Who Are the Somali Pirates?
The AP has a long and interesting article on the background of the Somali pirates. Not surprisingly, they come from the ranks of the young, poor and unemployed, looking for a way out of despair.
Hostages say they are generally well treated, with the pirates viewing them as common men caught in a wider game: the pursuit of million-dollar ransoms from owners. Some have described the pirates slaughtering and roasting goats on board to feed them, and passing around satellite phones to let them call loved ones back home.
As for a solution, this makes sense:
All analysts agree that the best way to quash piracy off Somalia is to achieve stability onshore, where civil conflict has raged for the last 18 years.

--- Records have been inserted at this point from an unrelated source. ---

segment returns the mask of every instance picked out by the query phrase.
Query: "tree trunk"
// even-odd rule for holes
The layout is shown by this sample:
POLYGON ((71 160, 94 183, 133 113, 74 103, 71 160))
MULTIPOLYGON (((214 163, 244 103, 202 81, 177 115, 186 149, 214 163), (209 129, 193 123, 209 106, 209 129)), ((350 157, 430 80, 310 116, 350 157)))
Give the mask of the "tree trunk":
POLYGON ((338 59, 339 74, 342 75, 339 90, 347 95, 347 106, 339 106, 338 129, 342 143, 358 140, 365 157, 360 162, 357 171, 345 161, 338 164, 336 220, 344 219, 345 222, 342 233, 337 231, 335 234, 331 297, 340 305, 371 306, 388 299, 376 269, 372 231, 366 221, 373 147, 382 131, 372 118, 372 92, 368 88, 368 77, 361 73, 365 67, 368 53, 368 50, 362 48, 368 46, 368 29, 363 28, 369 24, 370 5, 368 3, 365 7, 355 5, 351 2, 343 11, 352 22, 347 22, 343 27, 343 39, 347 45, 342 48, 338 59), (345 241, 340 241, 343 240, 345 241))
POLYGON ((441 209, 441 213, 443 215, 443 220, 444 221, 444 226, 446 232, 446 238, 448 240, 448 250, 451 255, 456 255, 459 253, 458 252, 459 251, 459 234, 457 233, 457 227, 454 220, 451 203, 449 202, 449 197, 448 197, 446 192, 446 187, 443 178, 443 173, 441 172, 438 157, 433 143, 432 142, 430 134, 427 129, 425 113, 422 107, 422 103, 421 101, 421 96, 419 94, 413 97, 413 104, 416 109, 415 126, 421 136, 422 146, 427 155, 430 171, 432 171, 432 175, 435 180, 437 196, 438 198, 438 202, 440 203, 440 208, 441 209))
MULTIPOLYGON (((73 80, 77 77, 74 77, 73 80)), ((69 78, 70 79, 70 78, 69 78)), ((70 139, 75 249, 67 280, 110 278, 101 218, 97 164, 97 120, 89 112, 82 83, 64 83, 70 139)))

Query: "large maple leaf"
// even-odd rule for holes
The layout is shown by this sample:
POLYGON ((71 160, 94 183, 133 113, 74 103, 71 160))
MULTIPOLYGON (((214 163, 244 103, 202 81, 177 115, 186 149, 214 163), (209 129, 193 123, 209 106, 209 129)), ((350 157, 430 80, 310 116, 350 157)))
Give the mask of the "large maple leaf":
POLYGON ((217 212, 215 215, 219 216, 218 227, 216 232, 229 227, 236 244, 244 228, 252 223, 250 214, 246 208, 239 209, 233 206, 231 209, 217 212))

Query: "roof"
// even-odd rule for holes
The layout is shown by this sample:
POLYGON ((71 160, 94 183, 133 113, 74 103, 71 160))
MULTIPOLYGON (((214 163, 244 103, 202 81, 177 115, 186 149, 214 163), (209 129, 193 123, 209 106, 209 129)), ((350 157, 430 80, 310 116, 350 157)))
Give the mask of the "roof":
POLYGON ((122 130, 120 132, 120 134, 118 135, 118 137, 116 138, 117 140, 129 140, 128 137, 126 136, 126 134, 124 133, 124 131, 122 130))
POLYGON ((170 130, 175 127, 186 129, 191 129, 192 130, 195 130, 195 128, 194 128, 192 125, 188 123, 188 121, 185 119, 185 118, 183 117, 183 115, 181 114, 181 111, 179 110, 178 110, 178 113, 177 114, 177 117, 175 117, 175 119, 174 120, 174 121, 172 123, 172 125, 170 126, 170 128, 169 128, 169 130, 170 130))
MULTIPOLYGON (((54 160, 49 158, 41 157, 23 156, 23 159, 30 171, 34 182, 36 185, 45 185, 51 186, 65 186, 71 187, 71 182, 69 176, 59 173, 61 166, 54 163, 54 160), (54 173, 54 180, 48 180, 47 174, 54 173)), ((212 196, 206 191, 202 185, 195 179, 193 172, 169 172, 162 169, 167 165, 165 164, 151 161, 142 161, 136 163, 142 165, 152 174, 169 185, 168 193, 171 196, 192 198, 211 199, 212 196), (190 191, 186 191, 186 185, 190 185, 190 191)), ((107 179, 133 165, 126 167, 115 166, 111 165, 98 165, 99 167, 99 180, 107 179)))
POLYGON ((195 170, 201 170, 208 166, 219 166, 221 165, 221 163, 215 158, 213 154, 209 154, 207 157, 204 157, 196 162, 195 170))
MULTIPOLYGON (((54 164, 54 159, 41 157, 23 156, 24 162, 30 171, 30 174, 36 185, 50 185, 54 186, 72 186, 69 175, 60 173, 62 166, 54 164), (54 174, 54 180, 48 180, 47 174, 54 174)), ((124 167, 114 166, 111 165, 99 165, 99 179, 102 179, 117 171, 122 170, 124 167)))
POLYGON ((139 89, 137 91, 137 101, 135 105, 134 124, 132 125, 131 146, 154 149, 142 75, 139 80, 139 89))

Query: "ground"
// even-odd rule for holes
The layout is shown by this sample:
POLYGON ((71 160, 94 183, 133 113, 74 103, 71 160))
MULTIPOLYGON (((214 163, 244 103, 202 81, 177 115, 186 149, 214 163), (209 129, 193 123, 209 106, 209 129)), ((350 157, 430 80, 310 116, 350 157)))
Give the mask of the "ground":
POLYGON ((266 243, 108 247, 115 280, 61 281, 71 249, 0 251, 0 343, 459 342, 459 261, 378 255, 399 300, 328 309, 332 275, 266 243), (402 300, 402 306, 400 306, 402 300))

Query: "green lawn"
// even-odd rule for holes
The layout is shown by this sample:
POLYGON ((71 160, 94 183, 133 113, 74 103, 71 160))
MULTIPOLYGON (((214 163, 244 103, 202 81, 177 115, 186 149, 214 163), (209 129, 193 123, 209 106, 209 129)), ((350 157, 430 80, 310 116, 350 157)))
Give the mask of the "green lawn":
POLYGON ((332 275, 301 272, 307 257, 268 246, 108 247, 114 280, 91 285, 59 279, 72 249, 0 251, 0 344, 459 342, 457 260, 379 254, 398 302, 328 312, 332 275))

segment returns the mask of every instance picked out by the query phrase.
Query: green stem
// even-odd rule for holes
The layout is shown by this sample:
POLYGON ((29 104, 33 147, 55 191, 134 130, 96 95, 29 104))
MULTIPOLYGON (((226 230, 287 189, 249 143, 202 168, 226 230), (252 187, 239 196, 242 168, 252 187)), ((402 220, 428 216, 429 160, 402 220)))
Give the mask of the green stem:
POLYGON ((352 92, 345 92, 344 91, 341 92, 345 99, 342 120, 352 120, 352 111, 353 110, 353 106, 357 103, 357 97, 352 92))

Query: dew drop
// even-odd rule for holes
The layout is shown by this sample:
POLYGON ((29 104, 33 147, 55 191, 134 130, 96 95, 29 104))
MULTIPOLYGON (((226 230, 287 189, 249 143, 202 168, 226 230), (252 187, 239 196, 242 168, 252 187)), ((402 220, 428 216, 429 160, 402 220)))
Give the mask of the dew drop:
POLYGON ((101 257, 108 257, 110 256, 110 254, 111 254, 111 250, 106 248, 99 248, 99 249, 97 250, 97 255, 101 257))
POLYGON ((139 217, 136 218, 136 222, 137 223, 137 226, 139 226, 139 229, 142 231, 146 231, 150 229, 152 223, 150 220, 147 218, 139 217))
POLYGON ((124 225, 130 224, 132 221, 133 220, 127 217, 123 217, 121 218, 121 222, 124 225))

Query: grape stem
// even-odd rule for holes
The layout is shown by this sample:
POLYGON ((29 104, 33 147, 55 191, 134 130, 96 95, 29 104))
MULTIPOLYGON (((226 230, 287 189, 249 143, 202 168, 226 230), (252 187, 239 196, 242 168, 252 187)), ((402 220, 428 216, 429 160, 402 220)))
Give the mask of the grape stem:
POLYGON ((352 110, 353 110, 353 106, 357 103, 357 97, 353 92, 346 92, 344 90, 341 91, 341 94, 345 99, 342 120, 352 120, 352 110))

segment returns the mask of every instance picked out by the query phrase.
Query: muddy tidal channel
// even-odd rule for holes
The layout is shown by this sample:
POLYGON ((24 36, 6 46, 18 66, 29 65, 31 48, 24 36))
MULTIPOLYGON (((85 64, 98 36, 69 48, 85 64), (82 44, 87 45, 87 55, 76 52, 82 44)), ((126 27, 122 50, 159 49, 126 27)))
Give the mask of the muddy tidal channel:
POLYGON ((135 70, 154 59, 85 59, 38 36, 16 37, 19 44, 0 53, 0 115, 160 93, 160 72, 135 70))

Update below from a Kenyan newspaper:
“We can smell the cash near,” said Mr Yassin Dheere, a former fisherman who has become a wealthy financier of piracy based in the coastal village of Eyl. Shopkeeper Abdullahi Said said about 50 cars, belonging to pirates and their associates, had poured into the rocky settlement in the last few days.“Eyl had been calm and lifeless, but now it is a city again. The population has grown and business is good,” he said. The pirates earned dozens of millions of dollars in ransoms during their unprecedented capture of 42 vessels in 2008, splashing it on wives, houses, cars and fancy goods.
Though their attack on a US-flagged freighter failed this week, yielding only the American captain as a hostage in a precarious standoff , the pirate gangs have had a run of success elsewhere.